One Year Later, Effects of California Spill Debated
HUNTINGTON BEACH, Calif. (AP) _ One year ago Thursday, 400,000 gallons of oil spilled by the ruptured tanker American Trader churned in Southern California waters, blackening beaches and killing wildlife.
The oil is gone now from the surf and shore, scrubbed away by time and a $35 million cleanup effort. But there is a lingering effect on the environment and the local economy, some experts and residents contend.
″It’s like a piece of shrapnel,″ said Alan Schoff, who lives near the beach. ″It’s going to be worse right away, but you’ll have a scar for the rest of your life.″
There is agreement that the spill, coupled with the much larger 1989 Exxon Valdez disaster in Alaska, strengthened the fight for stricter laws governing oil tanker operations and provided important lessons in cleanup operations.
BP America Inc., which owned the oil that spilled when American Trader split itself on its own anchor Feb. 7, 1990, says its consultants have found no lasting environmental damage.
But state officials, who are suing to gain restitution for the harm to wildlife and beaches, disagree. Officials say they want to reach a settlement over the spill that closed marinas and 15 miles of beach for several weeks and killed about 1,000 birds.
Marine life off the coast has not returned to normal and probably won’t for years, said John Grant of the California Department of Fish and Game. A marine biologist, Grant coordinated marine damage studies after the spill.
He refused to release details of the state’s findings because it is evidence in the pending lawsuit against BP America and two other companies. But he said the area has lowered populations of marine birds and fish.
″The spill is not over,″ Grant said. ″The ecosystem has not fully recovered and it won’t for some time.″
The economic impact also is given different readings.

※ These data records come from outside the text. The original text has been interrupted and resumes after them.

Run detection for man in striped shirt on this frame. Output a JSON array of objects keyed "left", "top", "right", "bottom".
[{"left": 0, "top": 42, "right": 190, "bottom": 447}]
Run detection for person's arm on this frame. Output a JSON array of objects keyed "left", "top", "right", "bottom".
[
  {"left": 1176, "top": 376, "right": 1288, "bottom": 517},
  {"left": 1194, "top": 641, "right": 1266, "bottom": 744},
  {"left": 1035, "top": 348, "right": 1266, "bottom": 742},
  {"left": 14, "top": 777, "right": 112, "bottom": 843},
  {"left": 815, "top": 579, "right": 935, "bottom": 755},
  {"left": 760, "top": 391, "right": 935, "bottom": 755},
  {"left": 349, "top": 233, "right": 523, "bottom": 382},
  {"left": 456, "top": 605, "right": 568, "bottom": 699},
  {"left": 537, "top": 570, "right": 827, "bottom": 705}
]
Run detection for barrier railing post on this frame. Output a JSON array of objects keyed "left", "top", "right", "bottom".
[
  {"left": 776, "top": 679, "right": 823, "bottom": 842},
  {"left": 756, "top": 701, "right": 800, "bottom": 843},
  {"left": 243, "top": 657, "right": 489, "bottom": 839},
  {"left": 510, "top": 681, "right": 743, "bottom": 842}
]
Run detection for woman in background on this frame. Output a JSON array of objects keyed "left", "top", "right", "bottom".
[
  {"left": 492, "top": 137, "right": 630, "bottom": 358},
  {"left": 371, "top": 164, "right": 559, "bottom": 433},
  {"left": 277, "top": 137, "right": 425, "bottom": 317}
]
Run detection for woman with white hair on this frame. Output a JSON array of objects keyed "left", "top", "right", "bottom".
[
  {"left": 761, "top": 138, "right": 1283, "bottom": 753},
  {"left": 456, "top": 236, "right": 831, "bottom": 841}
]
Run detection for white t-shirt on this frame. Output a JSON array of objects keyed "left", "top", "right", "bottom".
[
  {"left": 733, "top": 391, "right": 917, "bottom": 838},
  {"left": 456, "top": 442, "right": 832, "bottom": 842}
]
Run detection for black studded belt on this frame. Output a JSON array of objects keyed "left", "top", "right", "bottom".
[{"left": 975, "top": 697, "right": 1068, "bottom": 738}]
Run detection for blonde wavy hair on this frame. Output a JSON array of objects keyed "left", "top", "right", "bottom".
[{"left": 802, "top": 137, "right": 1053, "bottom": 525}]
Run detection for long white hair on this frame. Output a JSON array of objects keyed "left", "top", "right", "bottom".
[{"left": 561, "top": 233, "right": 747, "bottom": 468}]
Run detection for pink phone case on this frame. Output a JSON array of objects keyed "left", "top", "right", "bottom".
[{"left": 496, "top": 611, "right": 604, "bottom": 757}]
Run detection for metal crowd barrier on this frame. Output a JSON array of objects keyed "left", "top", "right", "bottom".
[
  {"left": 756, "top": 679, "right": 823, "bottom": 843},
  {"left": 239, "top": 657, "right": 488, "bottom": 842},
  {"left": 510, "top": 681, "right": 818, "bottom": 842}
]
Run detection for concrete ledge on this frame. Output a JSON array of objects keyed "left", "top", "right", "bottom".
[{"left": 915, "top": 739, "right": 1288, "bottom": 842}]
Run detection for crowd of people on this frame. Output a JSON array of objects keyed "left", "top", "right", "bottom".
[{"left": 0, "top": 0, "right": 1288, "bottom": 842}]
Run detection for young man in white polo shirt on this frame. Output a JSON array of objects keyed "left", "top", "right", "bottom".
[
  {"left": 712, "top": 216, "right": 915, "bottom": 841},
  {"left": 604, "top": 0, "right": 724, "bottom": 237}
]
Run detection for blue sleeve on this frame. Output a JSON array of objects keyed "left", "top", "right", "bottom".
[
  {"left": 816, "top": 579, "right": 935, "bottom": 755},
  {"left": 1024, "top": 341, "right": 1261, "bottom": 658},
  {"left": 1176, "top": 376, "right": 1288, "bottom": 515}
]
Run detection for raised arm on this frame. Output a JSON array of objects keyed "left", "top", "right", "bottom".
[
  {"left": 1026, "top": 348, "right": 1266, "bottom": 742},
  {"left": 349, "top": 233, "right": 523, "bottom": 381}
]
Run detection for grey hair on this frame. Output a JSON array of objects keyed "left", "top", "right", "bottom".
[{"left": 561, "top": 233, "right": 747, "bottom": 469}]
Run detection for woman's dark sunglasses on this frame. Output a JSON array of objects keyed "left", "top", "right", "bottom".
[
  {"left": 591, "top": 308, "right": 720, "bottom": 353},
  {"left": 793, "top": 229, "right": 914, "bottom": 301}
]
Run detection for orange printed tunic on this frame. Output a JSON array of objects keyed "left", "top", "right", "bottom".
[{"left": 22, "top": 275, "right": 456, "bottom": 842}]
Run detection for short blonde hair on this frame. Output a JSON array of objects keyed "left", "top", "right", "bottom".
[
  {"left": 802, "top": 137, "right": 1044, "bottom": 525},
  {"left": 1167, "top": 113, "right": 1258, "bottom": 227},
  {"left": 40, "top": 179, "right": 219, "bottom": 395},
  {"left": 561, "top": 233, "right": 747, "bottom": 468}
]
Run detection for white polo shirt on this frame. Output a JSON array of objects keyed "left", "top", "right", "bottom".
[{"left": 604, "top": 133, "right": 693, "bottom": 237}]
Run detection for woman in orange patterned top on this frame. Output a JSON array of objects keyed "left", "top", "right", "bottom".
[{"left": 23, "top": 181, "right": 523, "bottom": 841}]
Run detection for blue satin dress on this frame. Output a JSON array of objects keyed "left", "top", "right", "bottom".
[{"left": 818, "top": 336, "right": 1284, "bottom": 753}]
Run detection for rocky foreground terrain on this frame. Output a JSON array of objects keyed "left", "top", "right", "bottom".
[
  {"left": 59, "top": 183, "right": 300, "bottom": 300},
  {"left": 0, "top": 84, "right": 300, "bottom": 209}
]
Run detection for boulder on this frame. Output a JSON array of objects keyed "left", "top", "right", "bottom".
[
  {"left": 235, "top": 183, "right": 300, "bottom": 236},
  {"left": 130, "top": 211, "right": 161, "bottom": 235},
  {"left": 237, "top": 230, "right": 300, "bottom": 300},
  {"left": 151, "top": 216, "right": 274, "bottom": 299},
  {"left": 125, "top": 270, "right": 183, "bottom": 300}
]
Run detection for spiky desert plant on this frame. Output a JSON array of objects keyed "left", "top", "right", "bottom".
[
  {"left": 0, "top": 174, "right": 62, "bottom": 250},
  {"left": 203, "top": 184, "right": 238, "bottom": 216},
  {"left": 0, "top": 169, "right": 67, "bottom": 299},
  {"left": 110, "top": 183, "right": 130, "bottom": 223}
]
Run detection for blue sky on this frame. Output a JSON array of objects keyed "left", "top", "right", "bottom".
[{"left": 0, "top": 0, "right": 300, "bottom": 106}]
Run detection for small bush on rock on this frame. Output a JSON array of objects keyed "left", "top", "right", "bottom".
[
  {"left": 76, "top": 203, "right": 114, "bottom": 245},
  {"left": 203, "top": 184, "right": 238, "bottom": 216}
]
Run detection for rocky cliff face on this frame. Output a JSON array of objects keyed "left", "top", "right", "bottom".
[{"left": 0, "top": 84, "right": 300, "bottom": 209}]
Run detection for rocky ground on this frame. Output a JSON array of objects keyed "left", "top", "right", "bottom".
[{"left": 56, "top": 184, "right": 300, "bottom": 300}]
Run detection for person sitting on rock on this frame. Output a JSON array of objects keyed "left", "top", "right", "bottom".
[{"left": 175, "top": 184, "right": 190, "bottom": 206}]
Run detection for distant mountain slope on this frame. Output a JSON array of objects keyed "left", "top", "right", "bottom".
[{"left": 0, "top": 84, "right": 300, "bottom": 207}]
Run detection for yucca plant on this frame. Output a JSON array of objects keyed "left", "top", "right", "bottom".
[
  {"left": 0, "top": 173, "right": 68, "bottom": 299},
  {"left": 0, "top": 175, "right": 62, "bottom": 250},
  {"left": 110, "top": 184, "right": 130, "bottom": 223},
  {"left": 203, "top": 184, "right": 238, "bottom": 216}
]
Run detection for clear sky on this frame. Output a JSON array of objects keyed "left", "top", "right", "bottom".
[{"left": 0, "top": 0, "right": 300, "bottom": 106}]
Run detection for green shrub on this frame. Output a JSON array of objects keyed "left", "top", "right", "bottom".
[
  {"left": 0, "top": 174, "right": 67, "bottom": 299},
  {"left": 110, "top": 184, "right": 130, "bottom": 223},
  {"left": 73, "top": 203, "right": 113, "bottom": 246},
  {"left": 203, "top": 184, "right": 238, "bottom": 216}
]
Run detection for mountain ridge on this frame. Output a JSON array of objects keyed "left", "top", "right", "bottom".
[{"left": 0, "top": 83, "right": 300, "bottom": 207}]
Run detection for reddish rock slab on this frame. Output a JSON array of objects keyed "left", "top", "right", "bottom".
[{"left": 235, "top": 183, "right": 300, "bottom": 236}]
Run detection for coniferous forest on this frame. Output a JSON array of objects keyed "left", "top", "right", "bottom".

″I think the spill served to highlight the city and its potential for nationwide tourism,″ said Art Aviles, president of the Huntington Beach Chamber of Commerce. There has been no negative long-term effect, agreed Richard Leuhrs, president of the Newport Harbor chamber.
″The oil spill was the start of a financial disaster for us,″ counters businessman Jim Lane. Closure of the pier for renovation and the general economic downturn have combined with the spill to make things ″pretty gloomy down here.″
Cleveland-based BP America says knowledge gained from the disaster has been shared with other oil companies. And BP America has learned valuable lessons about training of cleanup teams, equipment use and communications with officials and the public.
″It was an extremely unfortunate event, but it has spawned an intense level of activity, and all of that has to benefit society in time,″ said Chuck Webster, crisis manager for BP America, a British Petroleum subsidiary.
In the aftermath of the spill, the state Legislature approved a bill that establishes a $100 million emergency cleanup fund and creates new full-time teams of oil-spill wardens and biologists. The teams, stationed at five sites throughout the state, will investigate spills and analyze damage.
On the federal level, Congress addressed a major spill-prevention issue last year by requiring all new tankers to be double-hulled beginning in 1995 and authorizing the Coast Guard to evaluate installing vessel radar systems in busy ports.